To assess the impact of these immune infiltration clusters on survival outcomes, we utilized the top 50 DEGs from these clusters in each sample, as outlined in Table S2. In a bulk-level transcriptomics cohort from The Cancer Genome Atlas (TCGA), patients exhibiting a higher immune activation signature across four samples demonstrated prolonged OS (Fig. 2C). Concurrently, the expression of IGHG1, the plasma cell marker, exhibited a favorable association with survival among HCC patients, consistent with the immune activation signature (Fig. 2D). We subsequently examined the expression patterns of IGHG1 in the spatial context. In immune activation samples, the distribution of IGHG1 corresponded predominantly with the immune activation signature (Fig. 2E). Notably, IGHG1 demonstrated high expression levels at the tumor boundary of immune exclusion samples, suggesting a potential mechanism wherein tumor cells impede the infiltration of plasma cells.

CCL19+ fibroblasts co-located with plasma cells in the intra-tumor immune infiltration

CCL19 exhibited high expression levels within intra-tumor immune infiltration. To accurately identify the cellular source of CCL19, we collected multiple single-cell datasets (including GSE151530, GSE149614, GSE166635, and GSE146115) and classified all cells into six primary clusters: epithelial cells, myeloid cells, fibroblasts, endothelial cells, T cells, and B cells [16, 19,20,21] (Fig. 3A). The distribution of CCL19 was predominantly observed in fibroblasts, suggesting its characteristic role as a chemokine derived from fibroblasts (Fig. 3B). A recent study has highlighted that CCL19 released from fibroblasts can attract dendritic cells and T lymphocytes [27]. Additionally, local administration of CCL19-expressing mesenchymal stem cells has been shown to enhance the therapeutic efficacy of anti-PD-L1 antibodies by facilitating the infiltration of immune cells [21].
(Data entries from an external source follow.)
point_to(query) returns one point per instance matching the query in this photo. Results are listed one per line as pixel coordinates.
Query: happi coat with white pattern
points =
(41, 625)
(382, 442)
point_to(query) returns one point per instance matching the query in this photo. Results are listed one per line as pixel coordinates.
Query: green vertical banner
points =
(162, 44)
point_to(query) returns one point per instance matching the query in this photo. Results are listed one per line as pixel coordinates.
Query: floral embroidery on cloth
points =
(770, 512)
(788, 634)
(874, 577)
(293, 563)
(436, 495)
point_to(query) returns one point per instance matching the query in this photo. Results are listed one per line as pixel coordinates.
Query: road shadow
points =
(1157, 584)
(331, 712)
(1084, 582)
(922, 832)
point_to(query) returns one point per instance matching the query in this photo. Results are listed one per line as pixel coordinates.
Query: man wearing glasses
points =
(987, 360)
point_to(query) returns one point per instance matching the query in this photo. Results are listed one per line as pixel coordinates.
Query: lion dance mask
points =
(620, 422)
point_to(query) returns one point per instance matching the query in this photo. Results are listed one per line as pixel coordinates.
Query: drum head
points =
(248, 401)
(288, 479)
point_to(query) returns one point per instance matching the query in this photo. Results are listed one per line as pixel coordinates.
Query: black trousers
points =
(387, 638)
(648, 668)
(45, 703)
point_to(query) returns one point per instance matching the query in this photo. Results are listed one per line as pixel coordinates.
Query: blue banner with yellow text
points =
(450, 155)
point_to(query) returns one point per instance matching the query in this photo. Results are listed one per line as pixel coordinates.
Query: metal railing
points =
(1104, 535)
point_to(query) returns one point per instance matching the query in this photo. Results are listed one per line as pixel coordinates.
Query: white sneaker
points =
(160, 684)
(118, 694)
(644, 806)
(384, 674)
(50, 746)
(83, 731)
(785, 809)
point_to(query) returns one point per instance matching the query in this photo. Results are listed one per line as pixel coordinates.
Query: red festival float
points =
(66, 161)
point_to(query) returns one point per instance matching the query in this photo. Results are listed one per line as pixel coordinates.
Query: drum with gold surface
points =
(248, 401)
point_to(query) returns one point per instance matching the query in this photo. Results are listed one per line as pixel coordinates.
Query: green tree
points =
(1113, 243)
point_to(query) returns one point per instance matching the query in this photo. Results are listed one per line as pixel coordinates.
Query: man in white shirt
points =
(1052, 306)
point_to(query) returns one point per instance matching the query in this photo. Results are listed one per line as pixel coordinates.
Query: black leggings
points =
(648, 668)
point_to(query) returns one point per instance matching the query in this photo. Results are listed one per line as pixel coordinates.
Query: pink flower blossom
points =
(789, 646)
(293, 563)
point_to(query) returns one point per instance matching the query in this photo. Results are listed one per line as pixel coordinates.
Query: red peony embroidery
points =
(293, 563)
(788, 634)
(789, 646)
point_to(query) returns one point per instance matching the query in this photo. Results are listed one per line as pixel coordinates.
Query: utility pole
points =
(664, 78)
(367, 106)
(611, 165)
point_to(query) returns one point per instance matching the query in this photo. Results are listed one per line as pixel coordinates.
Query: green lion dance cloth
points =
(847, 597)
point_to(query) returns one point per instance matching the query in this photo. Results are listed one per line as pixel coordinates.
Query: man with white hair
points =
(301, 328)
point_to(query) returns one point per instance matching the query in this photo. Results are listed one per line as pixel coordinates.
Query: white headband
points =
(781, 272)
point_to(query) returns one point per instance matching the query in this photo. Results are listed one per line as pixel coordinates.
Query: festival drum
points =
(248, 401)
Fig. 3: CCL19+ fibroblasts accumulated in the intra-tumor immune infiltration.
figure 3

A The single-cell dataset was divided into six main clusters: epithelial cells, myeloid cells, fibroblasts, endothelial cells, T cells, and B cells. B Distribution of CCL19 in single-cell dataset. C The plot displayed the correlation between CCL19 and DCN in the spatial transcriptomics data. D The plot displayed the correlation between CCL19 and DCN in the bulk transcriptomics data. E The multiplex immunofluorescence (MIF) perfomed in 20 hepatocellular carcinoma (HCC) patients demonstrated the co-location between CCL19 and DCN. F Immunohistochemistry (IHC) was performed on these samples to assess CCL19 expressiono in immune activation and immune exclusion samples. G HCC patients with high CCL19 levels had longer overall survival (OS) time. H The top 10 upregulated genes in CCL19+ and CCL19- fibroblasts. I Bar chart displaying the up-regulated and down-regulated pathways in CCL19+ fibroblasts. J Expression patterns of the most varied transcription factors (TFs) in CCL19+ fibroblasts.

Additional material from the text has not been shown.